20日のNYダウ工業株30種平均は前日比28ドル10セント安の2万4726ドル65セントと続落で取引を終えた。
税制改革案の成立期待から買いが先行した。その後、連邦法人税率を35%から21%に引き下げる税制改革法案は上院が20日未明に可決し、下院も20日午後に可決した。トランプ大統領の署名により同法案は正式に成立するが、法案成立は概ね株価に織り込み済みで、前日終値を挟んでもみ合う展開となった。
米長期金利が一時2.50%と3月20日以来9カ月ぶりの水準に上昇し、高PER銘柄の相対的な割高感が高まった。アマゾン・ドット・コムやフェイスブック、アルファベット(グーグル)、マイクロソフトなどが売られたのも相場の重荷になった。
朝方は高く始まり、ダウ平均は上げ幅が100ドルに迫る場面があった。全米不動産協会(NAR)が発表した11月の米中古住宅販売件数は前月比5.6%増と市場予想以上に増加した。販売価格も上昇し、米景気の拡大が続いているとの見方につながった。米原油価格が上昇し、エネルギー関連株が買われたのも相場の支えになった。
ナスダック総合株価指数は、前日比2.892ポイント安の6960.959で終えた。主力株が軒並み下落し、指数を押し下げた。

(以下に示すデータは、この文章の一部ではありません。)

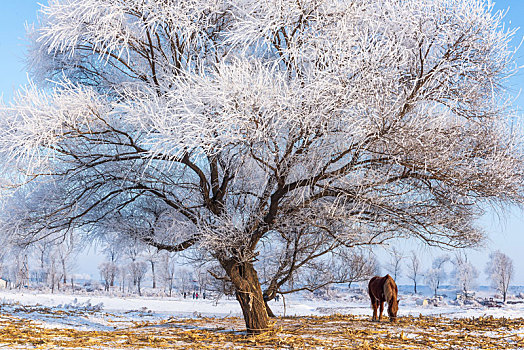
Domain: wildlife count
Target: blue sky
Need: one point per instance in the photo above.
(505, 234)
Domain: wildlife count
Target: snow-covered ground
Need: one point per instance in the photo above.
(37, 306)
(31, 320)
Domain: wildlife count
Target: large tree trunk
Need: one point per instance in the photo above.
(249, 294)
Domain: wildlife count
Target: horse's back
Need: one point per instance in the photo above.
(390, 288)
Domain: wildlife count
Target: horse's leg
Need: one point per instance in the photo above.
(374, 305)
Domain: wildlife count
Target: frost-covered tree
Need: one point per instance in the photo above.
(394, 264)
(348, 122)
(108, 272)
(413, 269)
(436, 274)
(500, 271)
(167, 271)
(137, 270)
(464, 273)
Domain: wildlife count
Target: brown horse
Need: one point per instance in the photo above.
(383, 289)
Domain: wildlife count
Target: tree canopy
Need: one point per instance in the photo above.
(318, 124)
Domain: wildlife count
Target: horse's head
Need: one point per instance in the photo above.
(392, 310)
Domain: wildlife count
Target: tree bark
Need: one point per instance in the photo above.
(249, 294)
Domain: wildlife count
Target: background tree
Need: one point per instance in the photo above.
(394, 265)
(500, 271)
(252, 120)
(413, 269)
(108, 272)
(167, 271)
(464, 273)
(436, 274)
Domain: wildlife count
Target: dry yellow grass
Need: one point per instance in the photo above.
(330, 332)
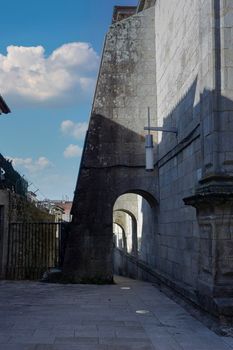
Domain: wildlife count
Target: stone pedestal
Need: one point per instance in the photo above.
(214, 204)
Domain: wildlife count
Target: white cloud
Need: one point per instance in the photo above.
(68, 73)
(72, 151)
(31, 165)
(77, 130)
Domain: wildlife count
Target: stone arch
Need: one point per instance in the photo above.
(147, 229)
(134, 229)
(123, 235)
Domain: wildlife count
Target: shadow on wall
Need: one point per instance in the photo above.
(113, 163)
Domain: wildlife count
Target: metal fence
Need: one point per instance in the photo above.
(33, 248)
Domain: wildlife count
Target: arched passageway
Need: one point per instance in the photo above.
(137, 218)
(119, 238)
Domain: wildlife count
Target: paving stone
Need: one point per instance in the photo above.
(168, 327)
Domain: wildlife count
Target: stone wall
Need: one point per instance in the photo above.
(174, 57)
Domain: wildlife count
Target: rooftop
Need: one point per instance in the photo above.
(3, 106)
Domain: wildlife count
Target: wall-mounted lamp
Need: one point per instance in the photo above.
(150, 144)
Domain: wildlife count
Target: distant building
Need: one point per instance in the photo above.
(61, 209)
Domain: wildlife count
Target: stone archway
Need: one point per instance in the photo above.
(123, 244)
(133, 228)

セクター別では、エネルギーや運輸が上昇する一方で不動産や公益事業が下落した。
個別では、前日発表した四半期決算が増収増益となり、市場予想を上回ったものの材料出尽くしと受け止められた無償基本ソフト(OS)関連サービスのレッドハットが大幅安。
顧客が体調を崩したとの訴えを受けてロサンゼルスの当局が調査に乗り出したと伝わった外食のチポトレ・メキシカン・グリルも売られた。ファストフードのジャック・イン・ザ・ボックス(JACK)は投資判断引き下げを受け、軟調推移となった。
一方、サウジアラビアの国営石油会社、サウジアラムコが、一部資産の買収などで交渉に入ったと伝わった液化天然ガス開発のテルリアンが上昇。四半期決算が市場予想ほど悪化しなかったカナダのソフト開発会社ブラックベリーが急伸した。半導体のマイクロン・テクノロジー(MU)や運輸・宅配のフェデックス(FDX)は決算内容が好感され上昇した。
NYダウ工業株30種(ドル)
24,726.65-28.10
S&P500種
2,679.25-2.22
ナスダック
6,960.959-2.892
米10年債利回り(%)
2.5007 +0.038
米2年債利回り(%)
1.8608 +0.004
NY金(ドル/トロイオンス)
1,269.60+5.40
NY原油(ドル/バレル)
58.03+0.47
円・ドル
113.36 – 113.37 +0.23
【シカゴ日本株先物概況】
シカゴ日経平均先物は小幅反発した。3月物は前日比60円高の2万2825円で引け、前夜の大取終値を35円下回った。円安が買いを支えた。
ただ、米税制改革法案の議会通過で材料出尽くし感が広がり、米株とともに売られる場面もあり、上値は限られた。この日の3月物高値は2万2900円、安値は2万2770円
シカゴ日経225先物3月限 (円建て)
22825 ( -35 )
シカゴ日経225先物3月限 (ドル建て)
22855 ( -5 )
( )は大阪取引所終値比
【欧州株式市場】
■イギリス・ロンドン株価指数
FTSE100 7525.22(-18.87)
FTSE100種総合株価指数は4営業日ぶりに反落した。前日19日の終値に比べ18.87ポイント安の7525.22で引けた。たばこ株の下げが指数を押し下げ、構成銘柄の約6割が下落した。
前日に上昇した反動で、たばこのブリティッシュ・アメリカン・タバコとインペリアル・ブランズが売られた。アナリストが株価目標を引き下げた医薬品のシャイアーの下げも大きくなった。同業のアストラゼネカも安くなった。
通信のBTグループも売られた。第4世代のネットワーク拡充と第5世代のサービス導入に必要とされる周波数入札を巡り、BTは通信規制当局による上限規制に異議を申し立てていたが、英高等法院が20日にこれを退けたことが売り材料となった。
半面、銅と金の価格上昇を背景に、鉱業株は買われた。アングロ・アメリカンとリオ・ティントの上げが目立った。
■ドイツ・フランクフルト株価指数
DAX 13069.17(-146.62)
ドイツ株式指数(DAX)は続落した。終値は前日19日に比べて146.62ポイント安の13069.17だった。午後に下げ幅が拡大した。
ITのSAPと、消費財のヘンケル、保険のアリアンツの下げが目立った。下落したのは、放送大手のプロジーベンザット1メディアの1銘柄だけだった。